🤖 AI Summary
Conventional population genetic models—such as the Wright–Fisher framework—often assume locus independence and neglect linkage disequilibrium (LD) and parameter uncertainty, limiting their applicability to pooled sequencing (Pool-Seq) data under environmental selection. While deep generative models hold promise, their adoption in population genomics remains constrained by high data requirements, poor interpretability, and insufficient integration of local genomic context.
Method: We introduce the first deep generative neural network tailored for Evolve-and-Resequence (E&R) experiments, jointly modeling temporal SNP allele frequency trajectories and flanking genomic sequence information to explicitly capture LD dynamics.

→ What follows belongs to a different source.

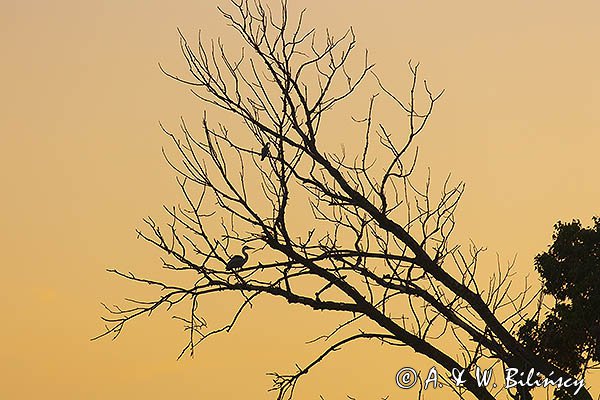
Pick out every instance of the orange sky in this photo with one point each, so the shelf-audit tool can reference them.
(81, 166)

Contribution/Results: On simulated E&R data, our approach significantly improves LD estimation accuracy—particularly in high-LD regions—overcoming the limitations of independent-site assumptions. It delivers a novel, interpretable, and high-precision paradigm for Pool-Seq analysis, enabling principled inference of selection signatures while accounting for realistic genomic architecture.
📝 Abstract
The investigation of allele frequency trajectories in populations evolving under controlled environmental pressures has become a popular approach to study evolutionary processes on the molecular level. Statistical models based on well-defined evolutionary concepts can be used to validate different hypotheses about empirical observations. Despite their popularity, classic statistical models like the Wright-Fisher model suffer from simplified assumptions such as the independence of selected loci along a chromosome and uncertainty about the parameters. Deep generative neural networks offer a powerful alternative known for the integration of multivariate dependencies and noise reduction. Due to their high data demands and challenging interpretability they have, so far, not been widely considered in the area of population genomics. To address the challenges in the area of Evolve and Resequencing experiments (E&R) based on pooled sequencing (Pool-Seq) data, we introduce a deep generative neural network that aims to model a concept of evolution based on empirical observations over time. The proposed model estimates the distribution of allele frequency trajectories by embedding the observations from single nucleotide polymorphisms (SNPs) with information from neighboring loci. Evaluation on simulated E&R experiments demonstrates the model's ability to capture the distribution of allele frequency trajectories and illustrates the representational power of deep generative models on the example of linkage disequilibrium (LD) estimation. Inspecting the internally learned representations enables estimating pairwise LD, which is typically inaccessible in Pool-Seq data. Our model provides competitive LD estimation in Pool-Seq data high degree of LD when compared to existing methods.